Ergear-Monitorhalterung mit Rabatt: Platz sparen am Schreibtisch
Amazon bietet die Dual-Monitorhalterung derzeit mit fast 20 Euro Ersparnis an.
Rund 80 Prozent der Wissensarbeiter in Deutschland nutzen täglich mehrere Bildschirme gleichzeitig – doch die wenigsten Schreibtische sind dafür optimal ausgestattet. Monitorhalterungen wie jene von Ergear versprechen Abhilfe, und Amazon listet ein Dual-Monitor-Modell des Herstellers derzeit mit einem Preisnachlass von knapp 20 Euro. Was steckt hinter solchen Angeboten – und was sollten Verbraucher wissen, bevor sie kaufen?
Kerndaten: Ergear Dual-Monitorhalterung, kompatibel mit Monitoren bis 32 Zoll und bis zu 9 kg Eigengewicht pro Arm. Befestigung per Tischklemme oder Durchführungsbohrung. Verstellbar in Höhe, Neigung und Drehung (Full-Motion-Funktion). Aktueller Listenpreis laut Amazon-Angabe: ca. 79 Euro, beworbener Aktionspreis: ca. 60 Euro. Hersteller: Ergear, Vertrieb über Amazon Marketplace. Kabelmanagement integriert. VESA-Norm 75×75 mm und 100×100 mm unterstützt.
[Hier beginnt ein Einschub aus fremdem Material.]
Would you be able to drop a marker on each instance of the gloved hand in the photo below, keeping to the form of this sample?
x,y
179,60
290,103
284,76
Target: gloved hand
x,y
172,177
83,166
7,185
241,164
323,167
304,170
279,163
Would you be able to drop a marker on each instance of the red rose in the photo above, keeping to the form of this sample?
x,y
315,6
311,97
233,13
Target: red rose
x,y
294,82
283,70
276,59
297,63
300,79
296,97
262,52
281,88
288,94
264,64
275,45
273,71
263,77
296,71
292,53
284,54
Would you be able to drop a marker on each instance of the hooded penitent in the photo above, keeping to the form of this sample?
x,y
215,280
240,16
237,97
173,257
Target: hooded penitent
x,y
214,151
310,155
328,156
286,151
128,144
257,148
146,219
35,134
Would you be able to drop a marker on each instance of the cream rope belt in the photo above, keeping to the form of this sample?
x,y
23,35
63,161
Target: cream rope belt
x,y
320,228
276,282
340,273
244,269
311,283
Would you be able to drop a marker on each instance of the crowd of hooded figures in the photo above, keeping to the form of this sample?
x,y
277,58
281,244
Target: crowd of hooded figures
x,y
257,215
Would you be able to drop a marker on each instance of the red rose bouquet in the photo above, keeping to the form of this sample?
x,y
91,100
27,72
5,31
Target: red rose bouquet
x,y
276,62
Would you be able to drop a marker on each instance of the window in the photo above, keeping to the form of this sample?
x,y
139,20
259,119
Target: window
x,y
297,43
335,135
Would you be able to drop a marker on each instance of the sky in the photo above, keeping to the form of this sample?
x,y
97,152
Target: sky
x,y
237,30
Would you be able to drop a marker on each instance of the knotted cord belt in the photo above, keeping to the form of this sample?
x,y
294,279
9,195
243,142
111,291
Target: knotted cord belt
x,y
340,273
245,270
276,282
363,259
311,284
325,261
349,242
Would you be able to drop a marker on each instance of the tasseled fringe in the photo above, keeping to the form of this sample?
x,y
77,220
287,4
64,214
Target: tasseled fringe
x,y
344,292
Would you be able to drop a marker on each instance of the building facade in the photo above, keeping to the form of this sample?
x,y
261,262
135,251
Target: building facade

Mehr Bildschirm, weniger Platz: Der Markt für Monitorhalterungen
Der Homeoffice-Boom hat den Markt für Arbeitsplatzzubehör dauerhaft verändert. Laut einer Erhebung des Digitalverbands Bitkom nutzen derzeit mehr als 24 Millionen Beschäftigte in Deutschland zumindest gelegentlich das Homeoffice – und mit ihnen stieg die Nachfrage nach Produkten, die das Arbeiten am heimischen Schreibtisch komfortabler machen sollen. Monitorhalterungen gehören zu den meistgekauften Zubehörprodukten in dieser Kategorie.
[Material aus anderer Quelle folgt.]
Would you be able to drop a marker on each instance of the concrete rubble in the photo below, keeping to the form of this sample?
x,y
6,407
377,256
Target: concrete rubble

Der Hintergrund ist funktional: Wer zwei oder mehr Monitore auf einem handelsüblichen Schreibtisch aufstellt, verliert schnell die Hälfte der nutzbaren Arbeitsfläche durch die Standfüße der Bildschirme. Eine Halterung, die die Monitore über die Tischfläche hebt und per Arm positionierbar macht, gibt diesen Platz zurück. Das klingt banal, hat aber reale Auswirkungen auf Ergonomie und Arbeitskomfort – ein Aspekt, den Arbeitsmediziner seit Jahren betonen.
Das Marktforschungsunternehmen IDC dokumentiert in seinen Berichten zur PC-Peripherie, dass der Markt für Monitorhalterungen und ergonomisches Bürozubehör in Europa seit mehreren Jahren kontinuierlich wächst. Treiber sind neben dem Homeoffice-Trend auch die zunehmende Verbreitung von Multi-Monitor-Setups, die etwa in der Softwareentwicklung, im Grafikdesign oder im Finanzbereich seit Langem Standard sind. Nun zieht auch der breitere Bürobereich nach.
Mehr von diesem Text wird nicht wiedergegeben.